Authors: David Jurado, Carlos Ávila

Abstract:

Detection of early signs of breast cancer development is crucial to quickly diagnose the disease and to define adequate treatment to increase the survival probability of the patient. Computer Aided Detection systems (CADs), along with modern data techniques such as Machine Learning (ML) and Neural Networks (NN), have shown an overall improvement in digital mammography cancer diagnosis, reducing the false positive and false negative rates becoming important tools for the diagnostic evaluations performed by specialized radiologists. However, ML and NN-based algorithms rely on datasets that might bring issues to the segmentation tasks. In the present work, an automatic segmentation and detection algorithm is described.

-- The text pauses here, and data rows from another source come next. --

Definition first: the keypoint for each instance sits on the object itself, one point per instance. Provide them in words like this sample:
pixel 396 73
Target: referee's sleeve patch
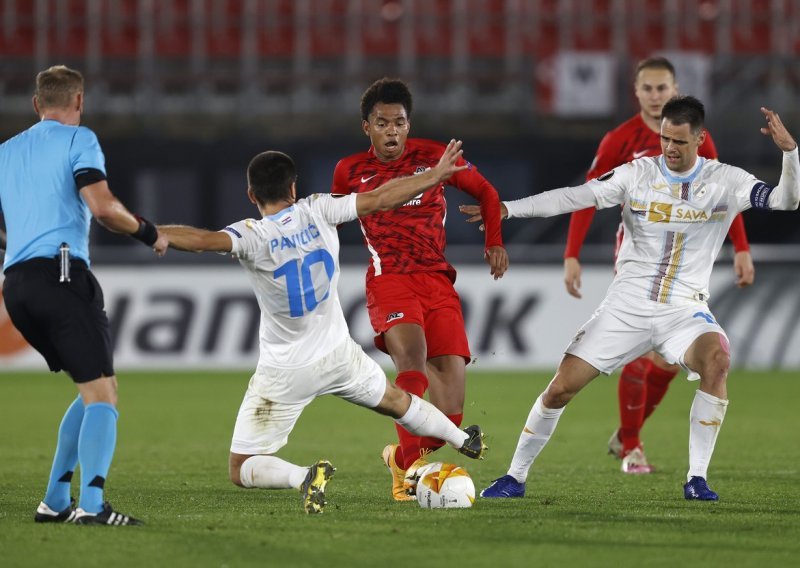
pixel 87 176
pixel 759 195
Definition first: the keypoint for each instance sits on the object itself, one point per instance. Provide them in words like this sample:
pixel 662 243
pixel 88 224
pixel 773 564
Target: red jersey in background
pixel 631 140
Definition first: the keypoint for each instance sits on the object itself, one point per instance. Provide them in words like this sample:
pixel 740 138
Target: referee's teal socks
pixel 66 458
pixel 96 444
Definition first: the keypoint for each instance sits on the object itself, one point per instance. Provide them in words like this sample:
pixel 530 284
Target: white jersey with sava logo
pixel 292 261
pixel 674 226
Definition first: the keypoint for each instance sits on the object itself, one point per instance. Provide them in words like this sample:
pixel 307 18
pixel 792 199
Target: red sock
pixel 428 444
pixel 416 383
pixel 658 381
pixel 632 394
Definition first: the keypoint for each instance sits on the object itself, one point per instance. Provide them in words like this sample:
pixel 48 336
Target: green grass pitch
pixel 171 470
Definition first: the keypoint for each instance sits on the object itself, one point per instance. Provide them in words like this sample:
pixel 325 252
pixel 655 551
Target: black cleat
pixel 105 517
pixel 473 446
pixel 45 514
pixel 313 487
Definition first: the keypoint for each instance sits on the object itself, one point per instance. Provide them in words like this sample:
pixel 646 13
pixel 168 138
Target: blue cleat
pixel 504 487
pixel 697 489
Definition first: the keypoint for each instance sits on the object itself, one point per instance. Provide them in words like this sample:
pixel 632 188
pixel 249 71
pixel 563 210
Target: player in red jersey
pixel 643 382
pixel 413 307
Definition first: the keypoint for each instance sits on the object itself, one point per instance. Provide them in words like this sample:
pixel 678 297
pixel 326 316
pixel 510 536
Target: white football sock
pixel 424 419
pixel 539 427
pixel 705 420
pixel 270 472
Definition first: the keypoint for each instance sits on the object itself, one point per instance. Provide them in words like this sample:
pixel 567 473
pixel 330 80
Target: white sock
pixel 270 472
pixel 539 427
pixel 424 419
pixel 705 420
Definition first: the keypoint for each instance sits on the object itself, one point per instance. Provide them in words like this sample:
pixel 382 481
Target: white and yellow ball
pixel 444 486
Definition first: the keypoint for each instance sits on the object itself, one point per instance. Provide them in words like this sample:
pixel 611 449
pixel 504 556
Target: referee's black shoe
pixel 44 514
pixel 105 517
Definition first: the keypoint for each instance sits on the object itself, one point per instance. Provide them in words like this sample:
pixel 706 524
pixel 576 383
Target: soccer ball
pixel 444 486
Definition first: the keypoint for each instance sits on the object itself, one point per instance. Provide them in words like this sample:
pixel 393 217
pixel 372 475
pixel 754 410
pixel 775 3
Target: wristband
pixel 147 232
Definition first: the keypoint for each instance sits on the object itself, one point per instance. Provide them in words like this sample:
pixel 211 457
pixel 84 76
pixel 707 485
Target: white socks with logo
pixel 539 427
pixel 705 420
pixel 270 472
pixel 424 419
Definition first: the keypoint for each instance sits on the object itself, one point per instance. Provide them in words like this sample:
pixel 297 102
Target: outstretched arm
pixel 183 237
pixel 114 216
pixel 546 204
pixel 786 195
pixel 393 194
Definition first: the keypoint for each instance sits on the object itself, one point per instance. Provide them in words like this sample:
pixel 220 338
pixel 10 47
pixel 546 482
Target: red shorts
pixel 427 299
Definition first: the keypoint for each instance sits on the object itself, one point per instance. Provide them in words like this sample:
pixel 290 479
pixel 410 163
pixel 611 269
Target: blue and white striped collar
pixel 672 178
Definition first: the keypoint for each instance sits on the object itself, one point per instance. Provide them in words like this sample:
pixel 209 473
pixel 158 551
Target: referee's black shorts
pixel 64 321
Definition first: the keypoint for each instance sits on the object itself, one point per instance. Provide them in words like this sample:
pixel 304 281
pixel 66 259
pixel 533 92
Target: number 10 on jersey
pixel 301 286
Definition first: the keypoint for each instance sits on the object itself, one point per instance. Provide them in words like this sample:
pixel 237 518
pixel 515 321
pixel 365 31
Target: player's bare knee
pixel 715 365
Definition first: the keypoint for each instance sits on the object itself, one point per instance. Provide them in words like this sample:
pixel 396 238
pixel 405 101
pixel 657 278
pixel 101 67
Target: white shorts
pixel 623 329
pixel 275 398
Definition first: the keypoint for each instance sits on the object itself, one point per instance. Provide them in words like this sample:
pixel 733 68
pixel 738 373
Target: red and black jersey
pixel 412 237
pixel 629 141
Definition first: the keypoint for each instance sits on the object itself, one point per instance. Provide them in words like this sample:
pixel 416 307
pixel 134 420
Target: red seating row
pixel 325 28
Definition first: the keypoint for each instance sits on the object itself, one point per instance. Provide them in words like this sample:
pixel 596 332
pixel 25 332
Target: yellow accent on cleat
pixel 399 488
pixel 313 487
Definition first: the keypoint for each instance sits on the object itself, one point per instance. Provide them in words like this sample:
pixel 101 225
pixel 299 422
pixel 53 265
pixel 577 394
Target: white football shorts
pixel 624 328
pixel 275 398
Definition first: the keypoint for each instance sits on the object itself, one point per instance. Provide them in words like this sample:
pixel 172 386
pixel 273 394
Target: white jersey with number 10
pixel 292 260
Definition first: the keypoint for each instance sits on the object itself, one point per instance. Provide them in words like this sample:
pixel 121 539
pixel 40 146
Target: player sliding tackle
pixel 677 208
pixel 291 255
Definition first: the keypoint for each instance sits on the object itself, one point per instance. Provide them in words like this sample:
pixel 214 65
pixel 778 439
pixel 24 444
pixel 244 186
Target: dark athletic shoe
pixel 105 517
pixel 473 446
pixel 313 487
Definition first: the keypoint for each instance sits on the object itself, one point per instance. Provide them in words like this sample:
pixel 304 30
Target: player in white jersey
pixel 291 256
pixel 676 209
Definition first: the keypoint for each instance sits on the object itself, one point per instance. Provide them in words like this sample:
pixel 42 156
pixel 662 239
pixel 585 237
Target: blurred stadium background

This algorithm uses image processing techniques along with the Hough transform to automatically identify microcalcifications that are highly correlated with breast cancer development in the early stages. Along with image processing, automatic segmentation of high-contrast objects is done using edge extraction and circle Hough transform. This provides the geometrical features needed for an automatic mask design which extracts statistical features of the regions of interest. The results shown in this study prove the potential of this tool for further diagnostics and classification of mammographic images due to the low sensitivity to noisy images and low contrast mammographies.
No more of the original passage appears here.